Я слегка сжимаю его руку. Адам улыбается, вероятно, считая это жестом привязанности, но это всего лишь завершение обратного отсчета, который начался давным-давно. Я всегда хорошо ориентировалась во времени. Это то, как вы произносите идеальное вступительное или заключительное заявление в суде; это то, как вы делаете идеальные паузы во время перекрестного допроса. Вот почему я так хороша в своей работе. Всё дело в выборе времени. Он сжимает мою руку в ответ. Я не хочу даже самой обычной романтики в наших отношениях.

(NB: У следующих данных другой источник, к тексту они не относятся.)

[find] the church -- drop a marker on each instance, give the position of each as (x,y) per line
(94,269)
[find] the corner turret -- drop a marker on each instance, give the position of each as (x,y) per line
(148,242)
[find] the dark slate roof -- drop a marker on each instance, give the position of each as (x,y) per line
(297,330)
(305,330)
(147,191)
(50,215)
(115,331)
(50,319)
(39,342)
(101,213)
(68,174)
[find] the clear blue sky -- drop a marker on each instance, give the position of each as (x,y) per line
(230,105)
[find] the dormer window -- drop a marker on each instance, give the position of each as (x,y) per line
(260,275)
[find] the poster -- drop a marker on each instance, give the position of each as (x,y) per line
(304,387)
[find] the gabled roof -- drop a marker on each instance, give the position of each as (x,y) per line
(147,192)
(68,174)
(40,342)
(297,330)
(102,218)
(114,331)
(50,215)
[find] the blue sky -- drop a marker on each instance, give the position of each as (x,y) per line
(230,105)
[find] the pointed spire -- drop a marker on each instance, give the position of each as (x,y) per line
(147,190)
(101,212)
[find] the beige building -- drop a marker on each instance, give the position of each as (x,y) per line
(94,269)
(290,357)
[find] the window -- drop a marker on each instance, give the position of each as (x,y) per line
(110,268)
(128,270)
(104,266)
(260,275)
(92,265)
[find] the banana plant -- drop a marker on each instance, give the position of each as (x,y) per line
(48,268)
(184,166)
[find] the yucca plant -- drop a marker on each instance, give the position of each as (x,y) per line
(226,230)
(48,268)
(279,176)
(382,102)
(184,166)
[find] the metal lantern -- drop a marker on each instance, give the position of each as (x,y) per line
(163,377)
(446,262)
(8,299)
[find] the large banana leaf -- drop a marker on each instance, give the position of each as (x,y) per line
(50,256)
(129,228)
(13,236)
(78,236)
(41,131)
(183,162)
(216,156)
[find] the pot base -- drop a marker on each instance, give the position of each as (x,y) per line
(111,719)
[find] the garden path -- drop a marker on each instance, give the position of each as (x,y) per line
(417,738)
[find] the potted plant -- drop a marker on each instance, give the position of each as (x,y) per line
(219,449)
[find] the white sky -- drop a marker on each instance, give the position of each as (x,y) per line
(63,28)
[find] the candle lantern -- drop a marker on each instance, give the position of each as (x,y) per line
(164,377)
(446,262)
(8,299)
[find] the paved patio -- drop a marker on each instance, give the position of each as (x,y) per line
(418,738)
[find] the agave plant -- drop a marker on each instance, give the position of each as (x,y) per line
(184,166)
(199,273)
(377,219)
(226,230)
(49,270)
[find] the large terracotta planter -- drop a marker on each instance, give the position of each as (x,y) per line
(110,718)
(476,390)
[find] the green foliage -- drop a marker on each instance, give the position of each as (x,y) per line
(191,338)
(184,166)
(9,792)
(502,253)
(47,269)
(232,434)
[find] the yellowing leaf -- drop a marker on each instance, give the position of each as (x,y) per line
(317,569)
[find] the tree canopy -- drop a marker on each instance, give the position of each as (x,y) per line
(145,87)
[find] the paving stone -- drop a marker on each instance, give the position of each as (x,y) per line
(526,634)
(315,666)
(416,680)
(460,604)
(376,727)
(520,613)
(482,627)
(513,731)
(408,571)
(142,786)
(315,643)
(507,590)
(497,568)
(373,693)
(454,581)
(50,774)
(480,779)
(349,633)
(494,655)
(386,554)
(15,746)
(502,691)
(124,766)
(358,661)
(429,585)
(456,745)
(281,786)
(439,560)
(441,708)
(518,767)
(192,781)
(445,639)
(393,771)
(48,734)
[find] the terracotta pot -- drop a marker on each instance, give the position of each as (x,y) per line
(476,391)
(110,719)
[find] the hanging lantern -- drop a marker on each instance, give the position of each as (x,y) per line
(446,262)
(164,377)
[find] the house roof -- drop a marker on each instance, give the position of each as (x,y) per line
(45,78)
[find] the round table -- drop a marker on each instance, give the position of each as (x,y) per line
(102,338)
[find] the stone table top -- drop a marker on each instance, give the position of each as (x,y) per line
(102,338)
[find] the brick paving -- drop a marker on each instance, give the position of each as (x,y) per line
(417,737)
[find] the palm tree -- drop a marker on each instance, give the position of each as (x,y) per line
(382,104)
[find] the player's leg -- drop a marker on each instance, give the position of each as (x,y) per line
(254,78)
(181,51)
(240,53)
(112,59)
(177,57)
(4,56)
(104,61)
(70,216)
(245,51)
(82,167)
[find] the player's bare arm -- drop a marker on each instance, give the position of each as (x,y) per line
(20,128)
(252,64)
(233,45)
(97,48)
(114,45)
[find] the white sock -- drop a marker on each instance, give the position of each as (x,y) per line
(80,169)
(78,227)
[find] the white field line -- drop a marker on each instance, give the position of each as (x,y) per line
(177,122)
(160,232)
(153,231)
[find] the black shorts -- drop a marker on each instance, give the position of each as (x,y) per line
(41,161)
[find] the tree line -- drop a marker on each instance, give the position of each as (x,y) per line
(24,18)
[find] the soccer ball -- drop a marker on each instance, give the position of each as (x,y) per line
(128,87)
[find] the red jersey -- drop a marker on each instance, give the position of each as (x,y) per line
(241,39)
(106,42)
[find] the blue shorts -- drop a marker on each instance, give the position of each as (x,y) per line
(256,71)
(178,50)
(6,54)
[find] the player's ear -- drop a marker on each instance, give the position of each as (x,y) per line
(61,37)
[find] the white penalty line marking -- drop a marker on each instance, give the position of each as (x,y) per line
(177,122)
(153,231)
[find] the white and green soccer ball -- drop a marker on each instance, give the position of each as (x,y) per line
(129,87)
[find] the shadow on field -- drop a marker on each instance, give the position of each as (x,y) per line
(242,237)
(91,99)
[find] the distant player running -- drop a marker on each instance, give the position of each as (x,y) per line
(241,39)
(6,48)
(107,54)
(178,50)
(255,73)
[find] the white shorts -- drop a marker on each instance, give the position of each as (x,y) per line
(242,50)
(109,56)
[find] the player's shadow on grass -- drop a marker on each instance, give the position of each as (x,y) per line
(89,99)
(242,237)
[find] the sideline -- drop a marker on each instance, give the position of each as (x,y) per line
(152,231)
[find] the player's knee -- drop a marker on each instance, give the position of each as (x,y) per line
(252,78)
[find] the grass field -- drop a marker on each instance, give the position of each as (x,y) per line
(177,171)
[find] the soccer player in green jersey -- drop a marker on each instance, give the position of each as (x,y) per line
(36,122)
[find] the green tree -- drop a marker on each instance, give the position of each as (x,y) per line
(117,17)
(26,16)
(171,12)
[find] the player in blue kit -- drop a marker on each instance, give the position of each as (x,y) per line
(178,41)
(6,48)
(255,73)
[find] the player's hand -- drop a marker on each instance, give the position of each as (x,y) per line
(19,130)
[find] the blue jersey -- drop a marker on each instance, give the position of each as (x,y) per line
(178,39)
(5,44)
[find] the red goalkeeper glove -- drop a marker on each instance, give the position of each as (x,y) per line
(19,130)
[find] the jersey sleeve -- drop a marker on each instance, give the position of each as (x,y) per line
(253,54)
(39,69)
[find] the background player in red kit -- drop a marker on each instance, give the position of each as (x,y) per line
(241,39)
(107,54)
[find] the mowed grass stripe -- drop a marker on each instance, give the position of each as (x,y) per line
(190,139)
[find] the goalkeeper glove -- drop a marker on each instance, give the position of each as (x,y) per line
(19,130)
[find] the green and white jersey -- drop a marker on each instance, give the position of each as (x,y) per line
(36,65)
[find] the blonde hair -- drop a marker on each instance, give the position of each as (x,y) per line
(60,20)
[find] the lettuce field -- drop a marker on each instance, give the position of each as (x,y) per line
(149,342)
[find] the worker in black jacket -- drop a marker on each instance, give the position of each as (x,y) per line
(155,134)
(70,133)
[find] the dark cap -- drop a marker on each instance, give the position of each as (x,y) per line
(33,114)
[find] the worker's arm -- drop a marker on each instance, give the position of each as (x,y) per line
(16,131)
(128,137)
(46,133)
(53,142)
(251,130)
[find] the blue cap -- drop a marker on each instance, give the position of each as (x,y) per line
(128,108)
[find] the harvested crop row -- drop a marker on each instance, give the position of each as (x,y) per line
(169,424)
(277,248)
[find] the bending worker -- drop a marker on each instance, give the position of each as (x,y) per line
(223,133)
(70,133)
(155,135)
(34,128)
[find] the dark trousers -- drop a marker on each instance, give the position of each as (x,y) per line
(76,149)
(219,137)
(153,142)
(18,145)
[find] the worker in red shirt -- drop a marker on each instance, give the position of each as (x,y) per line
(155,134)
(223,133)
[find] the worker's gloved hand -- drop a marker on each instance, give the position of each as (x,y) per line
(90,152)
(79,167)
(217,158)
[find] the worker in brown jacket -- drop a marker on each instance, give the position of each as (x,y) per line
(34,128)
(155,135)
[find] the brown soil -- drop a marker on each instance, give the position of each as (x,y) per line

Но я терпела от него и худшее… гораздо худшее.
– Ты находила что-нибудь еще? – спрашивает он умоляющим тоном, с надеждой.
– Адам, – я вздыхаю, – зачем вообще поднимать этот вопрос? Это не принесет тебе никакой пользы.
– Тебе никогда не хотелось заглянуть в прошлое? Чтобы попытаться спасти меня? – Его голос начинает повышаться.
– Не было никаких новых доказательств. Не было никакой возможности возобновить дело. Ты это знаешь. Мы всё обсудили через шесть месяцев после окончания судебного процесса.
Я сжимаю его руку во второй раз. Адам опускает голову, снова чувствуя себя побежденным. Неужели он действительно думал, что я появлюсь здесь с новыми уликами и он волшебным образом освободится в самый последний момент? Такое случается только в кино. В реальной жизни такого не бывает. После нескольких неловких мгновений он снова поднимает голову и смотрит на меня. Я сжимаю его руку в третий раз. Адам отвечает тем же. Я жду, когда это закончится.
– А как насчет третьего набора ДНК? Что насчет этого? Ты знаешь, кому он принадлежит? – В его голосе слышится легкое волнение.
– Адам, мы это обсуждали. Не было достаточно доказательств, чтобы представить результаты анализа суду, – я вздыхаю.
Его лицо морщится, в глазах появляется гнев – дикий зверь возвращается. Но он делает глубокий вдох и снова успокаивается. Он наконец-то смирился со всем этим. Я сжимаю его руку в четвертый раз. На этот раз он не отвечает. Вместо этого бросает на меня странный взгляд.
– Послушай, я пришла сюда не для того, чтобы пересматривать дело. Я пришла сюда, чтобы попрощаться и сказать тебе, что я люблю тебя.
Когда-то я любила его, так что мне нетрудно притвориться, когда я говорю ему эти слова, даже если они больше не соответствуют действительности. Адам опускает голову и шепчет себе под нос:
– Я тоже люблю тебя, Сара.
По его лицу начинают течь тихие слезы. Я сжимаю его руку в пятый раз.
63
Адам Морган
Я так долго хотел увидеть Сару, что потерял счет тому, сколько лет прошло. И вот она наконец здесь, прямо передо мной, и я чувствую… горько-сладкий привкус. Она, кажется, не в себе. По крайней мере, это не та Сара, которую я помню. Она холодна. А то, как она сжимает мою руку, выражает не любовь или привязанность. Что-то другое. Сначала я подумал, что это в утешение – то ли для нее, то ли для меня. Но я не был уверен. Время пожатий выбрано идеально, вплоть до секунды. По одному в минуту. Почему она это делает? Сегодня нелегкий день, но… похоже, ее это совсем не трогает.
Она прекрасно выглядит. Для меня это почти болезненно, учитывая обстоятельства. Ее волосы свободно спадают на плечи, а губы и ногти выкрашены в ярко-красный цвет. Она одета во всё белое, как ангел, но чем больше я думаю об этом, тем менее уместным оно кажется. Я задыхаюсь, думая о нас и обо всем том времени, которое мы потеряли. Совсем скоро она выйдет за эту дверь, и я больше никогда ее не увижу. Я старался не думать об этом все прошедшие годы. Конечно, я знал, что нынешний день рано или поздно наступит, но это не то, о чем хочется думать. Смертельная инъекция за преступление, которого я не совершал… Последняя часть этой фразы жалит меня больше всего.
Никаких дополнительных доказательств по моему делу так и не было найдено, так что моя судьба осталась неизменной. Это было идеальное преступление и идеальная подстава со стороны того, кто это сделал. Я давным-давно потерял надежду, но по какой-то причине думал, что в этот день, может быть, Сара придет с каким-то чудесным, ошеломляющим открытием, чтобы сорвать завесу с заговора против меня; мой рыцарь-спаситель в сияющих доспехах. Ее наряд определенно соответствует такой роли.